4. Share the experience

Sharing the exercise experience helps you to maintain enthusiasm, as well as monitoring progress. You are currently allowed to meet with one other person outdoors whilst exercising but that doesn’t need to be a limiting factor.

If you are using an app to track your routes you can share your exercise sessions (routes and stats) with others. You could start a support group with other members of your club or start a group and invite other BSAC members to join via Facebook or other social media channels.

5. Build a routine

As you start to increase your physical activity, try to build a routine to formalise your exercise. Having reasonably fixed times will minimise the temptation to skip a session just because the weather isn’t particularly inviting. To misquote a famous Scottish comedian, “There is no such thing as bad weather, only the wrong drysuit”.

6. Make small changes

You can make small changes to your daily routine as well that can contribute to building fitness. Try setting a timer so that you stand up and move around every 30 mins or so (if you have a Fitbit, this is really easy to set up!) to add to your daily step count and keep your muscles supple.

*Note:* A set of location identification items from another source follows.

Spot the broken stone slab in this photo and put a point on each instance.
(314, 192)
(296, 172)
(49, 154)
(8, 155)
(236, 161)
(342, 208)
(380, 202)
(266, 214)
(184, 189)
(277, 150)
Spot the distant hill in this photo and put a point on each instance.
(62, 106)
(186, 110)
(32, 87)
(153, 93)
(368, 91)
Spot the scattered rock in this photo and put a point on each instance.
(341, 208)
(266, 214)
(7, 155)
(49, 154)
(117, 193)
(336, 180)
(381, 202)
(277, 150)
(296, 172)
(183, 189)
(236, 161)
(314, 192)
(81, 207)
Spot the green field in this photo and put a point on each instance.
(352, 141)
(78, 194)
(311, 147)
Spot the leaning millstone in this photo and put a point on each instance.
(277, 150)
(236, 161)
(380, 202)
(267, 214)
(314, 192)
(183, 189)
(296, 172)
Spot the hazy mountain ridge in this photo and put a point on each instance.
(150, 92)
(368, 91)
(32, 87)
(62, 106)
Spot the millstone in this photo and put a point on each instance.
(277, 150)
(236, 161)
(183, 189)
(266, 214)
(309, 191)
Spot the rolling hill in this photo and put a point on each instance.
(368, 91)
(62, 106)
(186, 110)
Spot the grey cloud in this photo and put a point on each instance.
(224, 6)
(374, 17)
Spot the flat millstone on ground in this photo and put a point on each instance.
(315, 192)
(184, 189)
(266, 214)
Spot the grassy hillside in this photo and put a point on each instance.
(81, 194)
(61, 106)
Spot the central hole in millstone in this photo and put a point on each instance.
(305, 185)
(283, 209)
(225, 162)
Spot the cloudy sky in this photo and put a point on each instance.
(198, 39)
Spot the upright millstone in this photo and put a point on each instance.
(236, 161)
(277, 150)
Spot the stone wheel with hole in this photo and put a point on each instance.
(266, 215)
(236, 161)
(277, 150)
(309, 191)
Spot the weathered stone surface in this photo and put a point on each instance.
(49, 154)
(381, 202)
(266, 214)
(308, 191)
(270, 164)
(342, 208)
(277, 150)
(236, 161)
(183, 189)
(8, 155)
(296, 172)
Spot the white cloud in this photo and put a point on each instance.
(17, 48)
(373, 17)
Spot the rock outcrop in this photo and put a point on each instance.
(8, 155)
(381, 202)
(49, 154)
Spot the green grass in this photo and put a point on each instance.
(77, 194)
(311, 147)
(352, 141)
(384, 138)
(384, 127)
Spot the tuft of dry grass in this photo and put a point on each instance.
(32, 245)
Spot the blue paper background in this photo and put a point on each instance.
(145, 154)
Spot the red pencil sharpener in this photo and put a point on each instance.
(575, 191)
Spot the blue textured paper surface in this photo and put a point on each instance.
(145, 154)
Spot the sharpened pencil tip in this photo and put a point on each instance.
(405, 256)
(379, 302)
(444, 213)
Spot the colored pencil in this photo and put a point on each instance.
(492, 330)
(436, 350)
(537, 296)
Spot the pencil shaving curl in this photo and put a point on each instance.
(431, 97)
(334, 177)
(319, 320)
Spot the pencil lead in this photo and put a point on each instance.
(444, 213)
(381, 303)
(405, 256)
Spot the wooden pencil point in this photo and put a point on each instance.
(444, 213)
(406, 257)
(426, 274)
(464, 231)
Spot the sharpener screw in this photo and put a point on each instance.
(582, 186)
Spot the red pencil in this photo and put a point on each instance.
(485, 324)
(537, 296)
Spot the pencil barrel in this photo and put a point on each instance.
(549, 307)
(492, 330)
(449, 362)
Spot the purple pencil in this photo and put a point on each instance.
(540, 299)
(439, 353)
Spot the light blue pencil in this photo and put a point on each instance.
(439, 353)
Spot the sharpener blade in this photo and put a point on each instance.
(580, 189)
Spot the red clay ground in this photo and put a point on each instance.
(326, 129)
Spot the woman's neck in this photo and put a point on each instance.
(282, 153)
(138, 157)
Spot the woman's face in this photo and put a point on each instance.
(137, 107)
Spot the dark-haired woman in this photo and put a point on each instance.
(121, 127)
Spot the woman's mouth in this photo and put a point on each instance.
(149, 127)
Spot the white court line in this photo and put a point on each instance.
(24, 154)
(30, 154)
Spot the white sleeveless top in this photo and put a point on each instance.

If you use headphones to take phone calls, try standing up and pacing around whilst you talk. Lunch breaks are a great time to schedule a dedicated exercise break.

7. Pace yourself for your own ability

It is worth considering the impact of your age group and usual physical capabilities. In the early stages of life, it is easier to push yourself harder and with perhaps less structure as physical recovery can be quicker.

A lesson to be learned from some more mature elite athletes is that they are able to perform well against their younger competitors because they train smarter and use their experience more.

8. Hobbies can be active too!

Gardening or home DIY can contribute significantly to not just our physical wellbeing but the sense of achievement can also benefit our mental health and improve our personal environment. You can also use your outdoor exercise to develop further interests.

9. Use other resources

There are a wide variety of internet resources available to support increased activity. Those recommended by health authorities including the NHS are an especially reliable place to start, but look for a system that suits you. 

10. Remember the objective

Don’t forget that you are doing this to help you return to diving safely and to enjoy that diving experience. That needs to remain your ultimate goal and the true reward for the effort you are putting in.